Lately, that conclusion is failing to hold water.

Yesterday, EU leaders said that they would spend €500 million of the bloc’s security budget on weapons and supplies for Ukraine. This is the very first time that Brussels will fund arms support for a non-member that is currently under attack.

"I will today propose to use the European Peace Facility for two emergency assistance measures – to finance the supply of lethal material to the Ukrainian army, as well as urgently needed fuel, protective equipment and medical supplies," said the EU’s chief diplomat, Josep Borrell.

“Another taboo has fallen,” he insisted, adding that EU forces will also supply Ukraine with fighter jets. These are reportedly going to be provided by Eastern member states, who have the same Russian-built warplanes that Ukrainian pilots know how to fly.

Other EU members such as Belgium, Estonia, France, Germany and more are also sending weapons, ammunition and supplies to Ukraine.

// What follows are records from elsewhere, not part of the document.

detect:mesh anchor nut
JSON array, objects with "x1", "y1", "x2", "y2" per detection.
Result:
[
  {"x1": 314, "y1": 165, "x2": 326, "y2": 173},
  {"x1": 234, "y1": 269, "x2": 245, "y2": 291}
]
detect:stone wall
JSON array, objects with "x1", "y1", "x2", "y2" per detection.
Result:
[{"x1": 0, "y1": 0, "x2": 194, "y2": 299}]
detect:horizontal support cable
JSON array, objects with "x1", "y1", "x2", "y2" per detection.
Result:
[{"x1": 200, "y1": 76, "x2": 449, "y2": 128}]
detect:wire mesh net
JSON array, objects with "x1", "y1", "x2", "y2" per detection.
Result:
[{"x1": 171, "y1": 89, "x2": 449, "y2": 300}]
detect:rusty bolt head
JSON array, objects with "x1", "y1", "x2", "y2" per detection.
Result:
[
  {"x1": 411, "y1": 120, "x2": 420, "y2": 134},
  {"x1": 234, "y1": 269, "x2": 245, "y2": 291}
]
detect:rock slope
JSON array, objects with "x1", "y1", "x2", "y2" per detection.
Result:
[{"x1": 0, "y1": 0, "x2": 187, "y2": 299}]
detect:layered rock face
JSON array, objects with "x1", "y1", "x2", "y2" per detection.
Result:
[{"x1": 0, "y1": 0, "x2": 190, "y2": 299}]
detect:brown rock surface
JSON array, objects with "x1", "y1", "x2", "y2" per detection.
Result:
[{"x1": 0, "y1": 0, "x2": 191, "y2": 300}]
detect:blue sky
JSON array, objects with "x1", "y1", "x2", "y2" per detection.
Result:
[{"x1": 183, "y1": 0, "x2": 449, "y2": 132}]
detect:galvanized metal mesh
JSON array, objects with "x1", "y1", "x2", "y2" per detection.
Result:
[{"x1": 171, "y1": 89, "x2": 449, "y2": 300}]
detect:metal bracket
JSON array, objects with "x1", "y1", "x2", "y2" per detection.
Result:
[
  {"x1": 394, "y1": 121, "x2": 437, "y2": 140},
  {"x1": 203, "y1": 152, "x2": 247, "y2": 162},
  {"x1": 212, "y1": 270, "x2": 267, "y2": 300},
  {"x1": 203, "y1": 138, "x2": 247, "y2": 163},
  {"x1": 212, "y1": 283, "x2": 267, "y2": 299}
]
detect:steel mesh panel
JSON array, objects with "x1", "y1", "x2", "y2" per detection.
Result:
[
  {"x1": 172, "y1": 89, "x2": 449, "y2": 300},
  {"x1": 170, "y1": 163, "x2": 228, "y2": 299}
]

It cannot be overestimated how significant both of these EU decisions are in the grand scheme of things. Whether or not it will be enough to stop Putin’s forces in the short term is an open question but it is completely rewriting the Brussels playbook.

Since the European Commission of Ursula von der Leyen took office in 2019, its top officials have tried to sell the notion that this EU executive is a “geopolitical Commission”, nothing like the more technocratic-leaning administrations of years gone by.

Until this crisis, there was little evidence to support that self-styled label. Missteps with Covid vaccine procurement, allowing the likes of Hungary and Poland to get away with rule of law breaches, and underwhelming ambition on climate change all counted against it.

Praise needs to be given where it is due: the Commission and the EU as a whole is getting its act together at a remarkable pace, especially when you consider how complex the decision-making processes are for things like sanctions and weapons purchasing.

It all fits quite nicely into what some EU-wonks like to call the ‘Monnet method’, named after French politician – and the closest individual the EU has to a founding father – Jean Monnet. It essentially posits that Brussels needs crises to build up its institutions and policies.

Boy, has it received them in spades lately.

If anyone had said just two years ago that the European Commission would be borrowing hundreds of billions of euros and distributing that cash to the 27 member states in grants and loans, they would have been laughed out of the room.

Mutualised debt was a sacred cow, just like the Ukraine weapons deal. Both cattle are now comprehensively slaughtered, as just a couple of weeks ago the Commission started paying out the €800 billion it is borrowing on behalf of the EU.

Even at the beginning of this year, that fund looked itself to be a sacred cow: a one-off, not to be repeated. It was only an unprecedented global pandemic that convinced hawkish countries to begrudgingly sign up to it.

But now all bets are off. The fund could be replicated for every sector where the EU needs to spend big to get the Kremlin’s hooks out of it, be that on climate policies to reduce gas dependence or industry-friendly initiatives that have the same effect.

The Russia-Ukraine conflict is nowhere near over, so who knows what else will fall by the wayside before all of this is – hopefully – over. Nobody dared to think that Germany would nix its big pipeline project with Russia, yet Nord Stream 2 is now in a catatonic state.

The Bundesrepublik's Green environment minister has even conceded that experts are looking into whether Germany's remaining couple of nuclear power plants can be kept online beyond the end of this year.

Nobody could have possibly predicted that without being fitted with a straitjacket immediately afterwards.

These strange times we are living through have even prompted jokes in Brussels that long-stalled law updates such as a banking union, financial transaction tax or major air traffic management reform will be completed by Tuesday evening at this rate.

If there is a bit of legislative business on the docket and it can be linked to 'sticking it to the Kremlin', you can bet that there will be momentum behind the lawmakers that want to pass it.

Vladimir Putin might be performing some of the greatest magic tricks ever seen in Europe if a universal phone charger is agreed, Sweden finally adopts the euro and the UK rejoins the EU… 

Well maybe the last one is pushing it a bit. At the moment, it looks like Ukraine is more likely to get membership of the club.